Exciting Times
- US 1st edition
- Author: Naoise Dolan
- Language: English
- Set in: Hong Kong
- Publisher: W&N (UK) HarperCollins (US)
- Publication date: 12 April 2020 (UK) 2 June 2020 (US)
- Publication place: United Kingdom United States
- Pages: 240 pp
- ISBN: 9781474613446 (1st ed. hardcover)
- OCLC: 1150786914
- Dewey Decimal: 823.92
- LC Class: PR6104.O49 E93 2020
- Followed by: The Happy Couple

= Exciting Times =

2020 novel by Naoise Dolan

Exciting Times is a novel by Irish author Naoise Dolan. It was released in the United Kingdom on 12 April 2020 by Weidenfeld & Nicolson, and later that summer in the United States. The book is Dolan's debut novel, an intimate exploration of a millennial teacher in Hong Kong who becomes entangled in a love triangle with a male banker and a female lawyer.

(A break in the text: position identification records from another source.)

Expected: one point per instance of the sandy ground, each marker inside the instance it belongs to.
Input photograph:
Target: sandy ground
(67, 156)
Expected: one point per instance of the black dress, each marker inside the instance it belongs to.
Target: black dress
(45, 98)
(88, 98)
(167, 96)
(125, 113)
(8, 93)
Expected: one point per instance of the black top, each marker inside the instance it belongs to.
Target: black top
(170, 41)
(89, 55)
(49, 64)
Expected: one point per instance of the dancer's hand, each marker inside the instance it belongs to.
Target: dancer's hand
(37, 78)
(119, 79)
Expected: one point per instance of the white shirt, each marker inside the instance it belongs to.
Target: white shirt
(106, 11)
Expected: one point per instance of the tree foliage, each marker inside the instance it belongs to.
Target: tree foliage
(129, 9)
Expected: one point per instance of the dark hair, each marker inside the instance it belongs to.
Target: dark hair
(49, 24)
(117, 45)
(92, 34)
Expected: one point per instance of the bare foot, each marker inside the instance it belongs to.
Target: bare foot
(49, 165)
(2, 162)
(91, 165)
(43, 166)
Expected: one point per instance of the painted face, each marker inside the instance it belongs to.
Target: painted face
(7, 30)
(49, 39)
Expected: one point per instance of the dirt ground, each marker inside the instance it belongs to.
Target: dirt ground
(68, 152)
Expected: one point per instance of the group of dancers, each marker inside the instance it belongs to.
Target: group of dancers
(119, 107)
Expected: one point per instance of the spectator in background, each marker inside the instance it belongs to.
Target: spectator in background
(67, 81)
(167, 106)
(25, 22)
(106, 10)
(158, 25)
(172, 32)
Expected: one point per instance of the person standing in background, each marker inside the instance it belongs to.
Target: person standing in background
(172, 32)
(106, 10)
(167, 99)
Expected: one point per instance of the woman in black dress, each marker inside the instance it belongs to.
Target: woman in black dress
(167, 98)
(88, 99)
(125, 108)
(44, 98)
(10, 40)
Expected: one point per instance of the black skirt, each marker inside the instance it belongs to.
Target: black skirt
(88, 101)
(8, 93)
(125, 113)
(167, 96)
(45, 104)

== Background and synopsis ==
Dolan began writing Exciting Times in 2017, when she was living in Hong Kong. She completed writing the novel in five months. An early excerpt was published in The Stinging Fly. The novel received critical acclaim, and was often likened to the work of Sally Rooney, a fellow Trinity College Dublin graduate.

== Publication ==
Exciting Times was published in the United Kingdom by Weidenfeld & Nicolson on 12 April 2020. It was released in the United States on 2 June 2020, by HarperCollins.

== Reception ==
The New York Times described it at as a novel where "jealousy and obsession, love and late capitalism, sex and the internet all come whirling together in a wry and bracing tale of class and privilege." Kirkus Reviews praised it as a "refreshingly wry and insightful debut." The Irish Times declared, "Exciting Times, which was acquired in a seven-way bidding war, more than lives up to the hype … It teems with insight around class, race, language and sexuality. Likely to fill the Sally-Rooney-shaped hole in many readers' lives."

== Awards and prizes ==
Exciting Times was longlisted for the Women's Prize for Fiction, Dylan Thomas Prize, and Desmond Elliott Prize, and shortlisted for the Irish Book Award, Dalkey Literary Award for Emerging Writer and Waterstones Book of the Year. Dolan was also shortlisted for the Sunday Times Young Writer of the Year Award in 2020.

| Year | Award | Category | Result | Ref. |
| 2020 | Blackwell's Book of the Year | Debut Novel | Shortlisted |  |
| Irish Book Awards | Newcomer | Shortlisted |  |
| The Sunday Times Young Writer of the Year Award | — | Shortlisted |  |
| Waterstones Book of the Year | — | Shortlisted |  |
| 2021 | British Book Awards | Début Book of the Year | Shortlisted |  |
| Dalkey Literary Award | Emerging Author | Shortlisted |  |
| Desmond Elliott Prize | — | Longlisted |  |
| Dylan Thomas Prize | — | Longlisted |  |
| Women's Prize for Fiction | — | Longlisted |  |

== Adaptation ==
In May 2020 it was announced that Exciting Times had been optioned for a US television series by Black Bear Pictures, and in August 2021 it was revealed that Cooper Raiff would adapt with Phoebe Dynevor to star in the adaptation and act as executive producer. The series will be produced by Amazon Studios.